Tag Archives: Order of the British Empire

Jew of the Week: Steven Spielberg

The Greatest Film Director of All Time

Steven Spielberg

Steven Spielberg

Steven Allan Spielberg (b. 1946) was born to an Orthodox Jewish family in Cincinnati, and grew up in New Jersey and Arizona. As a twelve year old boy scout trying to get a photography merit badge, his photo camera broke so he made a short film with his father’s video camera instead. It sparked a life-long passion for film. The following year he made a 40-minute war flick that won a prize, and at 16, made his first full length sci-fi movie, which made $1 in profit. After high school, Spielberg studied film, then got a job at Universal Studios as an unpaid and uncredited intern, working seven days a week in the editing department. During this time, he put together a 26-minute film. A Universal exec saw it and immediately signed Spielberg to a long-term contract, making him the youngest director to do so. He first made 4 TV films, then was offered the chance at Jaws (which had so many production issues it almost never made it). Jaws won 3 Academy Awards and set a box-office record, propelling Spielberg to huge fame.

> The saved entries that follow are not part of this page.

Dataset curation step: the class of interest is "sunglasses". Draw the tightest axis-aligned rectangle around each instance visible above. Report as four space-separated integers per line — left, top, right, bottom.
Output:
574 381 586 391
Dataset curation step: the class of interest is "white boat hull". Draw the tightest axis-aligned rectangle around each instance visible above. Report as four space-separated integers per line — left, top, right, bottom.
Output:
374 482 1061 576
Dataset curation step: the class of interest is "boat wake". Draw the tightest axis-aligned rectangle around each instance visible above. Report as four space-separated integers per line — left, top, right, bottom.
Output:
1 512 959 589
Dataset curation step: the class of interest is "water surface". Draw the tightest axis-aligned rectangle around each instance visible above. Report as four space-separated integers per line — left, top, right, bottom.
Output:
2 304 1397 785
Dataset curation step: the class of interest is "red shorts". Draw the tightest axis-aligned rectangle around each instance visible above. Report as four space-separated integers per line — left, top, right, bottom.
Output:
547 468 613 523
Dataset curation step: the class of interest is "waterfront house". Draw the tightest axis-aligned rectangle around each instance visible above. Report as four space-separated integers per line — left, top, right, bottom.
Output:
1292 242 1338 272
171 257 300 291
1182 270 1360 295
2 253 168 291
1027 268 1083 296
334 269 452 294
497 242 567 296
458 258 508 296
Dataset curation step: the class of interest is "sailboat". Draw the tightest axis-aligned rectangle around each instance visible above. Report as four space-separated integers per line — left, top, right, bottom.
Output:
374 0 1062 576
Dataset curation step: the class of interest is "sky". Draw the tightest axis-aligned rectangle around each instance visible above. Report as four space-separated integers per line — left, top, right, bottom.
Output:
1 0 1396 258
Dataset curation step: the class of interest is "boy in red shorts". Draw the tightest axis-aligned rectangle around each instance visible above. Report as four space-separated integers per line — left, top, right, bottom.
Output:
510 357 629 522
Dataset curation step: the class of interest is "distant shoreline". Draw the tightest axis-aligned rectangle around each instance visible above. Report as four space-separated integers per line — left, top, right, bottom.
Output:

Spielberg continued to make big hits that smashed box-office records, winning two Best Director awards and having his films earn a total of 33 Oscars. Together with two other Jews, Spielberg founded his own studio, DreamWorks, most famous for producing animated hits like Shrek, Antz, and The Prince of Egypt. Spielberg has also participated in many philanthropic causes, including aid to Israel (for which the Arab League voted to boycott his films in 2007). Most notably, he founded the Survivors of the Shoah Foundation to record video testimonies of the Holocaust, lest it be forgotten or denied. Over 52,000 interviews have been conducted in 56 countries and 32 languages. Spielberg was made an honorary Knight of the Order of the British Empire, as well as a knight of the French Légion d’honneur. He has been voted the greatest director of all time, listed as the most influential figure in the film industry, and included by TIME Magazine in their list of 100 Most Important People of the Century.

Words of the Week

Love all, trust a few, do wrong to none.
– William Shakespeare

Jew of the Week: Krystyna Skarbek

The Original ‘Bond Girl’

Secret Agent Krystyna Skarbek - the inspiration for James Bond's Vesper Lynd

Secret Agent Krystyna Skarbek – the inspiration for James Bond’s Vesper Lynd

Maria Krystyna Janina Skarbek (1908-1952) was born in Poland to a Catholic father and a Jewish mother from a wealthy family. From a young age, Maria enjoyed horse-back riding, skiing, and extreme physical activities. At 22, her father died and her mother’s family wealth ran out. Skarbek got a job in a Fiat dealership but fell ill from the fumes. To regain her health, she returned to the slopes and spent the majority of her time skiing and hiking. With the outbreak of World War II, Skarbek fled to London and enlisted in the British Army. She found her way into the Secret Intelligence Service and was sent to Hungary for “espionage, reconnaissance and sabotage”. From there she re-entered Poland by hiking across the mountainous border. Skarbek first attempted to save her mother from the Nazis, but her mother refused to leave and was killed in a camp. Skarbek’s main work was to organize the transfer of vital intelligence reports out of Warsaw to the SIS. (One of these correctly revealed Germany’s planned invasion of the USSR, of critical importance to the Allied victory). She also assisted in smuggling weapons and exfiltrating key military personnel. Arrested by the Gestapo in 1941, Skarbek bit her own tongue until it bled, then pretended to have virulent tuberculosis and used the cover to escape her captivity. She made her way through the Balkans to Turkey, then to the SIS headquarters in Egypt. Upon arrival, she was suspected of being a counter-spy secretly working for the Germans! Thankfully, she cleared her name and returned to work. In 1944 she was posted in France under the name ‘Madame Pauline’. Here were some of her most infamous missions, including demolishing bridges and infiltrating a Nazi prison to save her commanding officer. After the war she was awarded with an Officer of the Order of the British Empire and France’s Croix de Guerre. However, she was dismissed from service with only a month’s salary and left alone in Cairo. She slowly rebuilt her life as Christine Granville. Sadly, in 1952 she was assassinated in a hotel room. Skarbek’s story inspired Vesper Lynd, the original ‘Bond Girl’ in Ian Fleming’s first 007 story Casino Royale. Many consider her Britain’s first female secret agent.

Words of the Week

God transforms spirituality into physicality; the Jew makes physical things spiritual.